Interspersed in the program was ample free time which we used to enjoy Korean food and further explore Seoul. We particularly frequented Korean BBQ restaurants, where meat is served raw and tables are equipped with gas or charcoal stoves. Eating Korean BBQ is somewhat of a ritual, with grilled meat to be wrapped inside a lettuce leave with seasoning and sesame oil, then to be eaten in one bite. As we were completely unaware of this, we became quite the laughing stock at the first restaurant we visited, although the Koreans were eager to explain. By our last night, we had become quite skillful (although the waiters still jumped in to grill the meat for us). BBQ also comes with a number of side dishes, as did virtually all dishes we ordered in Korea. Perhaps the most famous one is kimchi, the fermented cabbage dish. Most of us quickly stopped feigning to care about these. For drinks, we often had beer (“maekju”) with a local rice wine (“soju”), the mix of which makes “SoMaek”.
Spicing up our beers with soju often meant we were more than keen to go out. Fortunately, Seoul also had a lot to offer in that department. Close to our hostel was Zen, a local bar where students would hang out, have drinks, and play games. Most of the group had discovered it early on in the IBT and it quickly became the go-to bar.
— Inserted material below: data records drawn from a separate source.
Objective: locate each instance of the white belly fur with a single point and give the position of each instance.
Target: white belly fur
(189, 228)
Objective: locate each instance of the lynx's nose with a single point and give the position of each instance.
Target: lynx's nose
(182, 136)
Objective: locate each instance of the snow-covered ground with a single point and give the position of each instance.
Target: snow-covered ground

We also visited three bars and a club with the Seoul Pub Crawl in Itaewon, a district which features many international bars and where many expats live.
Highlight for me was when we celebrated Halloween there, joining Koreans and a Kim Jong Un impersonator dancing on the streets until the late hours. Days we did not make it to a club we often ended up showing off our singing voices at a five-story karaoke place near our hostel, where each room was equipped with four microphones. Bonus was the view they offered over Hongdae, the student area close to our hostel, as the exterior walls of each private karaoke room were made from glass.
A hike in Bukhansan national park provided a welcome antidote to all this overeating and soju abuse. I opted to take the intermediate trail to Baegundae peak, the highest in the park. Others chose the expert trail, whose narrow paths with cliffs on both sides implied they returned with near-death experiences. To the Korean hikers we encountered in the park we must have looked like lost tourists, as virtually all of them were dressed from top-to-bottom in specialized hiking gear – this includes, of course, walking sticks. Especially near the top of Baegundae peak, inclines became very steep, with steel cables and ropes a necessity to prevent sliding from the slippery rocks. The views from the top were rewarding, with great views on both sides of Seoul’s metropolitan area.
Activities I have failed to mention were a cycling tour on Yeouido Island and a city tour through Suwon (including to an eyebrow-raising toilet museum). A recurring theme during these (and other) visits was shrieking at chairs so comfortable falling asleep was all but guaranteed. When we headed back to the Netherlands via beloved Warsaw, it was for me thus with mixed feelings; I longed for some real sleep and was keen to be productive again, but also felt sad the extremely fun trip was over. Key to this fun was of course the extraordinarily enjoyable and laid-back group and the great organization by Claire, Robert, Wenxin, Arike, Max, and Koen.